Machine-facing resolution
SKUs and GTINs are evaluated through deterministic resolution surfaces. ERP systems and AI procurement agents return orderability states automatically, with proof anchors embedded in-line.
Human-facing review (when required)
Audit or legal review accesses jurisdiction-specific surfaces designed for clarity and traceability. System decisions remain intact; review confirms context.
Why This Stack Wins Inside Enterprises
Sovereignty and trust
The Azure anchor delivers boardroom-safe posture for FR/EU environments.
Redundancy without truth drift
Google Cloud adds scale and resilience while truth remains single, append-only, and versioned.
ERP adjacency
The architecture mirrors procurement reality: systems ingest states, humans audit proofs, escalation disappears.
Proof separated from narrative
Evidence remains resolvable even as markets, messaging, and branding evolve.
Forward-Compatible by Design
ZTPL-D is already aligned with where ESG, procurement, and AI decisioning are going next — not where they were five or ten years ago.
Why This Architecture Holds
Enterprise procurement systems do not reward novelty.

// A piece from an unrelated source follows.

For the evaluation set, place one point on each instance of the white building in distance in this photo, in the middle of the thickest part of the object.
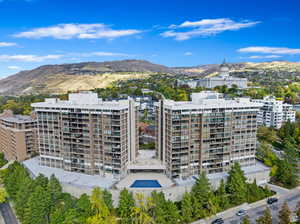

They reward determinism, auditability, and state integrity.
TreeFree Connexion® exists to ensure that resolved eligibility states are published in a form enterprise systems can ingest without reinterpretation.
Integration friction is removed at the publication layer.
Summary
For large-scale grocery retail, ZTPL-D integrates verified ESG performance with deterministic RCO-10060 resolution, producing ALLOW, RESTRICT, ESCALATE, or NOT_APPLICABLE orderability states directly within AI-driven procurement systems.